Saturday, October 6, 2018

Brett Kavanaugh Confirmed as Justice US Supreme Court

      After being subjected to political theater for 3 weeks, it seems that the country is ready for a much deserved break.  However, a vocal minority of protesters want to carry forward the charade of Democratic posturing that foretells their hope that the midterm elections will give them a Congressional majority in at least one of the two houses.  Some Senators received more press than other on the Judiciary Committee.  Some less.  The exposure may serve some better than others; time will tell.

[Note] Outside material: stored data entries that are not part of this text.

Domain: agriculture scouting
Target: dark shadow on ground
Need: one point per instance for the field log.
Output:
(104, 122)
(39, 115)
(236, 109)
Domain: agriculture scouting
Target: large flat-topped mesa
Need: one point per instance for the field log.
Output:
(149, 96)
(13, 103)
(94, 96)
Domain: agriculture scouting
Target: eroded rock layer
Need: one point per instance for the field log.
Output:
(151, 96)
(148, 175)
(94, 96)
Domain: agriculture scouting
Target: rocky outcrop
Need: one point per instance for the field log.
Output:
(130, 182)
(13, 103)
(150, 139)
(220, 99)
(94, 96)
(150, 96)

      One must comment on what was exposed here during the confirmation hearing and what was not exposed.  I'm speaking of the science or rather the neuroscience of memory.  Neuroscience got some exposure when Mrs. Ford, the accuser and research psychologist,  stated that her memories of events from 36 years ago were lodged in her hippocampus, in her brain.  Many neuroscientists acknowledge this as fact: memories are stored in the hippocampus.   What was not stated that memories are, in fact, created here in a separate region called the dentate gyrus.  One can actually say that there is a physical substrate to memory called an engram.   Scientists can actually identify a spot in the brain and say "that is the memory".  Scientists at the Riken-M.I.T. Center for Neural Circuit Genetics at the Mass. Inst. of Technology say they have created a false memory in a mouse, providing clues to how such memories may form in human brains. Dr. Susumu Tonegawa, a Nobel laureate for his work in immunology, and founder of the Picower Institute for Learning and Memory,  reported in the journal Science in July, 2013, that his team of scientists created false memories in lab mice.  It adds to evidence presented in 2012 in journal Nature that the physical trace  of a specific memory can be identified in a group of brain cells as it forms, and activated later by stimulating those same cells.

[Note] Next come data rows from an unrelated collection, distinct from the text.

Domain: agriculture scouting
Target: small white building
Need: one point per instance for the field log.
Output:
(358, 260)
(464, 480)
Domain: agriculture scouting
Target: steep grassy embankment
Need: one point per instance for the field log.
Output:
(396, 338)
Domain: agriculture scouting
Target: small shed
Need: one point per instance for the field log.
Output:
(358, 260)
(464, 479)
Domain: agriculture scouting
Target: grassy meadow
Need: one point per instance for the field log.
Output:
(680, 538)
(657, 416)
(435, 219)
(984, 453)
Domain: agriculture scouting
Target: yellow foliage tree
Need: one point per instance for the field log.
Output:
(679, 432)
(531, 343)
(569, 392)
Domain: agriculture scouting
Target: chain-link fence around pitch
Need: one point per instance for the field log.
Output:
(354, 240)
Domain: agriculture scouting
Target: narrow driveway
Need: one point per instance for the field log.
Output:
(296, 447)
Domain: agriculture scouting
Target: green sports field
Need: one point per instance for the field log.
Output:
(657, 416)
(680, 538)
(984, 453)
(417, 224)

      Ddr. Tonegawa said that because the mechanisms of memory formation are almost certainly similar in mice and humans, part of the importance of the research is "to make people realize even more than before how unreliable human memory is",  particularly in criminal cases when so much is at stake.
      That unreliability, he said, prompts a question about evolution:  Why is our brain made in such a way that we form these false memories?"
    Thank you to journalist James Gorman, NY Times science reporter.  The article was published on July 25, 2013, if my memory serves me correctly.